The Pink Institution by Selah Saterstrom is a Southern gothic novel that tells the stories of four generations of women in the Deep South through a combination of poetry and prose. It’s a brutal, beautiful, disturbing book. The chronicle of abuse, alcoholism and mental illness rang entirely true to me.
I grew up in West Texas, which culturally isn’t part of the South, but my mother grew up in the Carolinas and I spent a considerable amount of time around her people when I was a child and teenager. So I know in my bones how Southern whites put forth a front of stiff normalcy and respectability while terrible things go on behind closed doors. Often those terrible things are courtesy of men who feel entitled to treat their wives and children like meat, although women raised in that environment get in on plenty of the butchery, too (and thus we have the slaughtered pink pig on the cover of the book). Saterstrom portrays all that so well that I felt queasy at times while I was reading, admittedly in part because the narrative made me recall appalling family stories I’d tried to mothball in dark recesses of my mind.
The thing that struck me most about the novel was Saterstrom’s masterful description. In the opening “Tableau” sections, she uses poetry laden with lots of white space to convey the story of the earliest generation. Which makes complete sense. I have the same feeling of having to stare at white space to figure out the lives of my ancestors, too. Family tales filter down, some incomplete, and maybe if you’re lucky you have some old photographs or letters to go along with the bits of oral history. But the picture isn’t ever complete. You might think you know what happened to these people and who they were, but at best most of their lives are only implied by the artifacts you can find. I was impressed with how Saterstrom conveyed all that visually and textually.
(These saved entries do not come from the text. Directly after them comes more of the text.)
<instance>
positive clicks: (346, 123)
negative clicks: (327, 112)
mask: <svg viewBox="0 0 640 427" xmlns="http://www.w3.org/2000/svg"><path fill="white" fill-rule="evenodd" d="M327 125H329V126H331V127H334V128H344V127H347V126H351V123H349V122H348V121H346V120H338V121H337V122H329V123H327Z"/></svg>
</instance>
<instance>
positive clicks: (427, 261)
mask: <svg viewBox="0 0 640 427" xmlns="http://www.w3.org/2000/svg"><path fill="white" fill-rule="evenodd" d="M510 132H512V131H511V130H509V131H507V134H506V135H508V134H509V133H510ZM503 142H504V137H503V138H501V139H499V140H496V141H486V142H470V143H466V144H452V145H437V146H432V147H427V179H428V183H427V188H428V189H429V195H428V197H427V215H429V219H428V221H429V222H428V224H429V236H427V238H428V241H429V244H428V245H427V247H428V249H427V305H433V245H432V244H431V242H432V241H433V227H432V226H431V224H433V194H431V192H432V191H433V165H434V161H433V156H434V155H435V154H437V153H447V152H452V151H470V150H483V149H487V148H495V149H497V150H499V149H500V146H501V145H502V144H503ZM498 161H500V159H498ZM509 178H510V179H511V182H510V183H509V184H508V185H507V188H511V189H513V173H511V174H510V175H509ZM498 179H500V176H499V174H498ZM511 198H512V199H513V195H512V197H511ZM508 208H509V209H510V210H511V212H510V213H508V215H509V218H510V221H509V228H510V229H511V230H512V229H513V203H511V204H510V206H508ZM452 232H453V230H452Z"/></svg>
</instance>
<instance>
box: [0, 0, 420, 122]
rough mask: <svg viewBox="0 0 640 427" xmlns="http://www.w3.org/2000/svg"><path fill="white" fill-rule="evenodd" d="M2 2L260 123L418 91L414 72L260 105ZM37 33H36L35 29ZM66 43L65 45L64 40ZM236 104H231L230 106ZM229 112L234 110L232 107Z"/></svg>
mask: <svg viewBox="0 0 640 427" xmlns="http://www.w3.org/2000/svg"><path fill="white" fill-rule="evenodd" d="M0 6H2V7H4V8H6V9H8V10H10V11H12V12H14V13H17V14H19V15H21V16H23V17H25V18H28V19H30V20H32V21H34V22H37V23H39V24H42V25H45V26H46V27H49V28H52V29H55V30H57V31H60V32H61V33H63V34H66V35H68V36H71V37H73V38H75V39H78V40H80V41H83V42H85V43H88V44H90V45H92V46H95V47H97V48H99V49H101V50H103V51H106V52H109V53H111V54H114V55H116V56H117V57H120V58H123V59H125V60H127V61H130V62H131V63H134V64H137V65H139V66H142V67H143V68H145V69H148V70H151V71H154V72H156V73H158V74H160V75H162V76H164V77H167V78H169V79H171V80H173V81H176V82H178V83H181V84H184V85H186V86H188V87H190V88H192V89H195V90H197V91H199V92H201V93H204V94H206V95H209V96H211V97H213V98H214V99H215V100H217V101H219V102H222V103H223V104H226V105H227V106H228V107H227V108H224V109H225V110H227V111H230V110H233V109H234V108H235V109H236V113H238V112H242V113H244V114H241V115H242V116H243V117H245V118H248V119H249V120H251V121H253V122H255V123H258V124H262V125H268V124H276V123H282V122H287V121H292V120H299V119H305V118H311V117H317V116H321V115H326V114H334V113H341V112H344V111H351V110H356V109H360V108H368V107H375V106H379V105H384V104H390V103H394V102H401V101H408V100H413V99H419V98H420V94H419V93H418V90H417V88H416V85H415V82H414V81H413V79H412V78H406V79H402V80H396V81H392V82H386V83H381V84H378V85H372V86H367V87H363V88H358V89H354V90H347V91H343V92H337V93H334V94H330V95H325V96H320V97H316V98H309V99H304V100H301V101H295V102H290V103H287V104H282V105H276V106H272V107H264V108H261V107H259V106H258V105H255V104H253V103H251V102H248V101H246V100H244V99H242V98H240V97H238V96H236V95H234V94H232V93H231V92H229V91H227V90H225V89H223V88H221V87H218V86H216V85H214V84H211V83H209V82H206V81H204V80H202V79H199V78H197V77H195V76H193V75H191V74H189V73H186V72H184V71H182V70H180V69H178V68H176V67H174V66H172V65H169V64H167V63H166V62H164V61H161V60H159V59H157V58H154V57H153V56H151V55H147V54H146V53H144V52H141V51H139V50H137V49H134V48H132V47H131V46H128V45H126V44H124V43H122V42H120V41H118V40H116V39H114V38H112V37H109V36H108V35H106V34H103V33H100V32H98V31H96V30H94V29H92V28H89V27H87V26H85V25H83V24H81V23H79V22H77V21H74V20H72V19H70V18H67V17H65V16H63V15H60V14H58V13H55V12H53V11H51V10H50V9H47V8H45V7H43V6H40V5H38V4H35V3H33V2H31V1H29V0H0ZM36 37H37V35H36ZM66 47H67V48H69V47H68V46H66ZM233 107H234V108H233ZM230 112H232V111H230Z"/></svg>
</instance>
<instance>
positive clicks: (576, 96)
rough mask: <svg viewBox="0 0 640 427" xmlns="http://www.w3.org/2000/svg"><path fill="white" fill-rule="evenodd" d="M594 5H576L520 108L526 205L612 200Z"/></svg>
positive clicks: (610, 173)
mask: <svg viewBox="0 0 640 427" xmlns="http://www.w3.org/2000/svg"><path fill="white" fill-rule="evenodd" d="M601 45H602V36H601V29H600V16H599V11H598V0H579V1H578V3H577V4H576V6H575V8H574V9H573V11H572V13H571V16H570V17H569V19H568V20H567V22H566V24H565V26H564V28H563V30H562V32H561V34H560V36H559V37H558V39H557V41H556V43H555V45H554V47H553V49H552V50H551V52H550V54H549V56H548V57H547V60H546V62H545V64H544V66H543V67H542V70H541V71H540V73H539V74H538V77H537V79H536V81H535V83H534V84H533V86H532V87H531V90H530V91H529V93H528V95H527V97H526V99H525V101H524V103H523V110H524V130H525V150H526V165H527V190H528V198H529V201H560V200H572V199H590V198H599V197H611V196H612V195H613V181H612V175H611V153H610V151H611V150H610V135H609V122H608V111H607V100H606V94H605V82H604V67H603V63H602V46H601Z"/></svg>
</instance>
The descriptive passages gain force and focus as the novel moves along, and some utterly blew me away. I was amazed at the packed, rich imagery she could work into a single line:
One’s the pitch of shotgun black, or, the black of a dog who waits for us in a house we abandoned twenty years ago. (Saterstrom 121)
There is a tremendous lot going on in that single sentence. “The pitch of shotgun black” is just a great poetic phrase, and it references the shotgun used to kill the sick family dog and foreshadows the narrator’s grandfather’s suicide later in the chapter. And I think I made a high-pitched squeeing noise that alarmed all the animals in the house when I got to “the black of a dog who waits for us in a house we abandoned twenty years ago.” The black dog, thanks to Winston Churchill, is a well-known metaphor for mental illness, particularly depression. It also directly references Tula, the aforementioned German shepherd who was thought to be rabid. And “the house we abandoned twenty years ago” is both a reference to the lost family home and a metaphor for the characters’ inability to psychologically escape the abuse and traumas in their pasts.
That’s the kind of writing I strive for as a poet: packed, vivid, and visceral.
Saterstrom, Selah. The Pink Institution: A Novel. Minneapolis: Coffee House, 2004.